There are five widely-recognised mass extinction events, the Ordovician–Silurian, the Late Devonian, the Permian–Triassic, the Triassic–Jurassic and the Cretaceous–Paleogene. Each one saw the end of at least 50 percent of the existing biota. Their causes are unclear but significant: global temperature changes, variations in sea levels, large asteroid impacts. If the Anthropocene is to reach anything like that standard, there’s a whole lot of unreplenishable death on the horizon.

They don’t happen very often. The most recent of the ‘Big Five’ extinction events, the Cretaceous–Paleogene boundary that put paid to the remaining dinosaurs, took place around 66 million years ago, long before any human beings were around to witness it. The proposed Anthropocene event is the first, and possibly the only mass extinction, that we’re able to see happening.

Of course, no one can actually ‘see’ an extinction event. Paradoxically, given the scale of their impact, they remain too subtle to be discerned by the the human eye. They do, however, leave clues. Clustered corpses of Panamanian tree frogs, the varied ground height of trees, the spread of calicfiers in marine environments, these are seemingly small events of interest to highly specialized scientists but they are potentially of colossal significance to all of us. These disparate occurrences are difficult to connect to one another, let alone to a single causal factor, not least because measuring them requires such an array of separate scientific disciplines.

It helps to have a guide to navigate the patterns, and it is as such that Elizabeth Kolbert presents herself in The Sixth Extinction, which operates as a work of scientific reportage.
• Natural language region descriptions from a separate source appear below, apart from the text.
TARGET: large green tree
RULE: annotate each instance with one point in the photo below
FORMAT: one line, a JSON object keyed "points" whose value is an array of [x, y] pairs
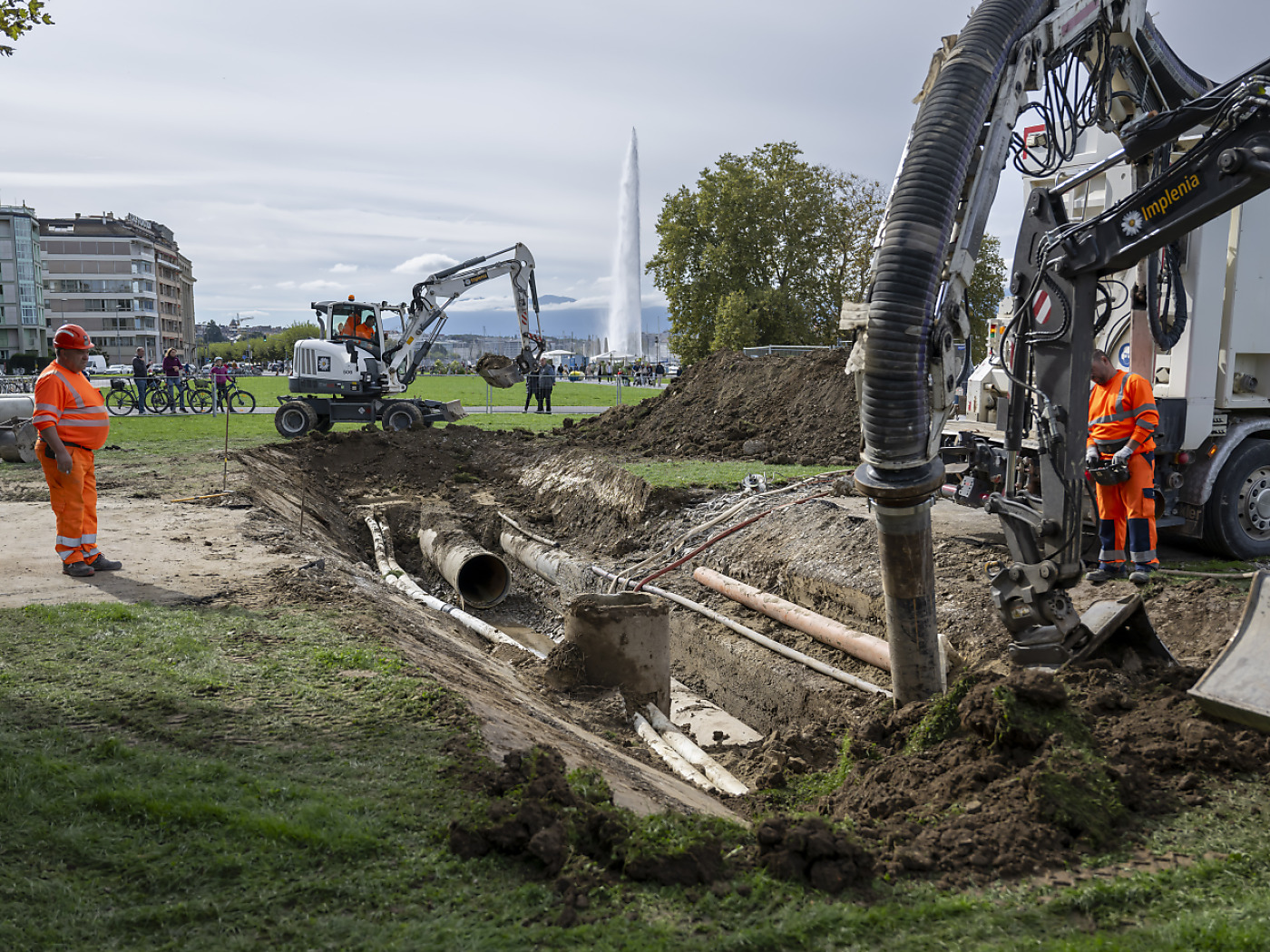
{"points": [[983, 296], [18, 16], [764, 251]]}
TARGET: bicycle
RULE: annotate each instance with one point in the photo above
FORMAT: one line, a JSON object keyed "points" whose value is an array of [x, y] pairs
{"points": [[238, 402], [122, 399]]}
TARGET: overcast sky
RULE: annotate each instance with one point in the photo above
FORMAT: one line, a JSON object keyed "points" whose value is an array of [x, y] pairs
{"points": [[311, 150]]}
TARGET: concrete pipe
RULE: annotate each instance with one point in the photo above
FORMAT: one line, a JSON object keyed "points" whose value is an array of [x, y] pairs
{"points": [[480, 578], [625, 643]]}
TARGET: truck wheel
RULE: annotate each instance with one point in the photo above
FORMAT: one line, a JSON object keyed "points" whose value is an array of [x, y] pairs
{"points": [[1237, 516], [295, 419], [402, 416]]}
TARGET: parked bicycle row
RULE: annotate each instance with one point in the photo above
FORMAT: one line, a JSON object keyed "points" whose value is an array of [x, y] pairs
{"points": [[190, 396]]}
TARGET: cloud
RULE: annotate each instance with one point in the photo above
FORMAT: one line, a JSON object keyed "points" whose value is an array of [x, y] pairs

Quite deliberately eschewing the challenging scientific language of most geological discussion, Kolbert falls back on her journalistic experience (the expression ‘burying the lede’ occurs on page seven) and addresses these moments of subtle gargantitude in the manner of a lengthy and detailed news report. With her journalist’s eye for a story, our intrepid author wanders the globe from Manaus in Amazonas to Dob’s Linn in Scotland and the Great Barrier Reef of the coast of Australia in search of evidence of the mortal process. Somewhat scarily, she finds plenty of it.

Through our guide’s eyes we watch parades of ants, examine the tell-tale striations in rocks and visit with Neanderthals, whose reputations have shifted and changed in the perspective of homo sapiens. We hear the stark warnings of scientists who have spent decades swimming, digging and discovering, and who have emerged with foreboding news. The argument is made piecemeal, like the science, with the steady accrual of evidence that supports the central claim.

It’s a challenging subject but Kolbert’s style is fresh, lively and an utter joy to read, even in the face of such alarming dispatches. Her admiration for the panoply of biologists, geologists and stratigraphers is made plain by the humanising biographical sketches that she offers and by her ceding of the narrative to them. Striking a fine balance between controlling the narrative and creating space for it to emerge, Kolbert displays a fine instinct for letting the experts speak knowledgeably but without stumbling into impenetrable jungles of data. Her warm, engaging clarity and use of anecdotes amid the data humanises her argument without softening the science and suggests that reflections on millions of years of geological and biological development are viable topics for popular consumption — even away from the multiplexes.